Observatorium supports writing and reading metrics. Writing is done via the Prometheus remote-write protocol. Regional clusters make use of regional object storage for data locality when querying as well as free network bandwidth.
The Observatorium API load balances write requests to one of the many instances of the Thanos Receive component. This component is deployed across multiple availability zones and replicates every request 3 times. The Thanos Receive component handles the hot inserts and produces immutable blocks of data every 2 hours. These 2 hour blocks are then uploaded to a regional Amazon S3 bucket.
When reading, a user accesses the Observatorium API, which exposes the Prometheus Query API using the Thanos Query component.

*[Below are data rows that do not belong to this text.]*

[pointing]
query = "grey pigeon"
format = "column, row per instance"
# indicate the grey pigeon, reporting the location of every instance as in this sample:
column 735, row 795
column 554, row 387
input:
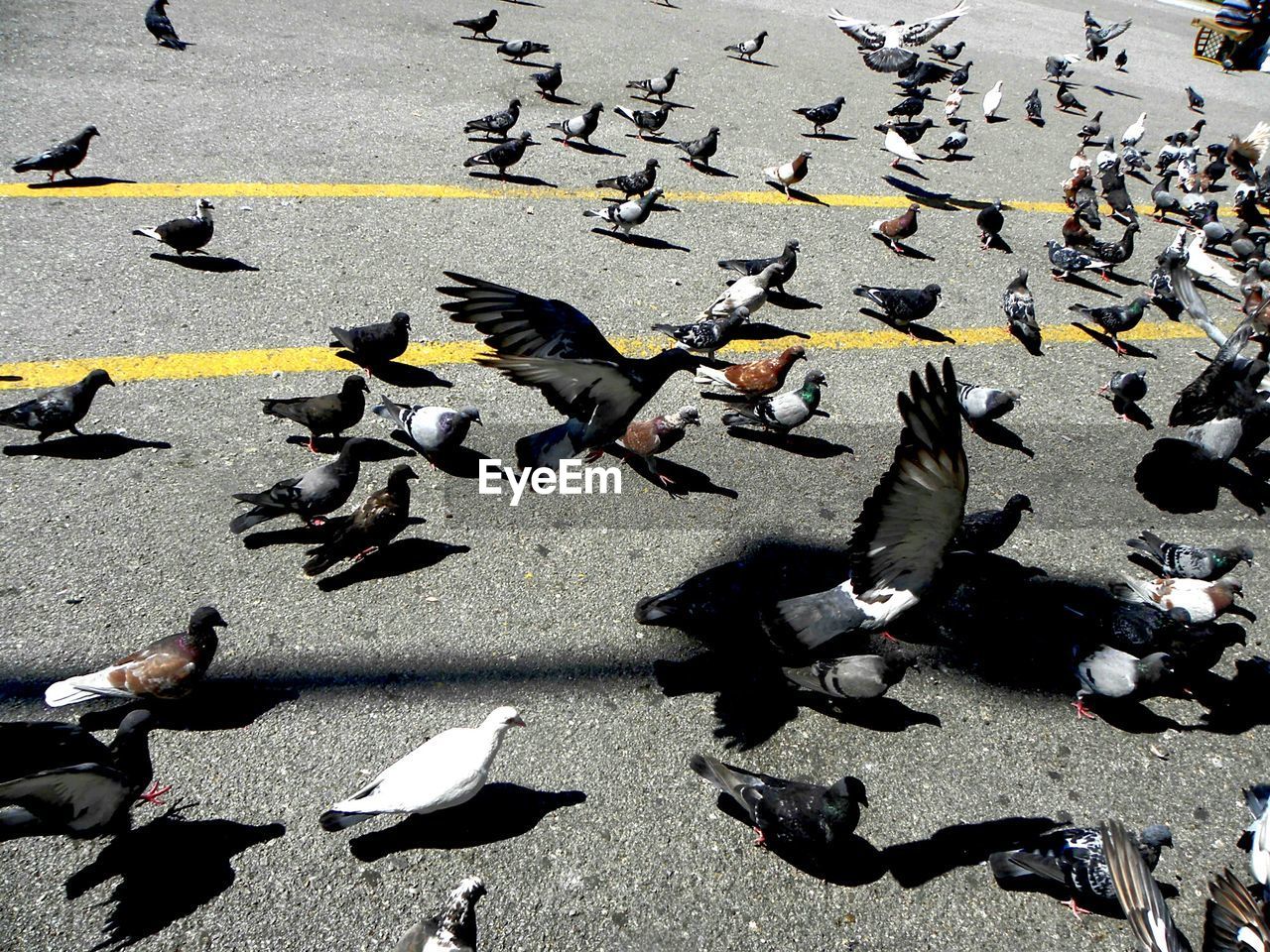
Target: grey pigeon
column 435, row 429
column 185, row 234
column 60, row 158
column 317, row 493
column 375, row 344
column 160, row 27
column 56, row 411
column 789, row 815
column 1179, row 560
column 330, row 413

The Thanos Query component fans out to both the Thanos Receive instances, for real time data, as well as the Thanos Store component, which reads and caches historic data from the regional Amazon S3 bucket.
In order to allow any cluster to make use of regional clusters to get the above described benefits, multiple clusters have to be deployed. When writing and reading Geo DNS determines which Observatorium endpoint is used. Internally the Observatorium components perform cross cluster communication, should data be necessary to be read from the other regional clusters. If data governance allows, then for latency reasons the regional storage can optionally be replicated to other regions.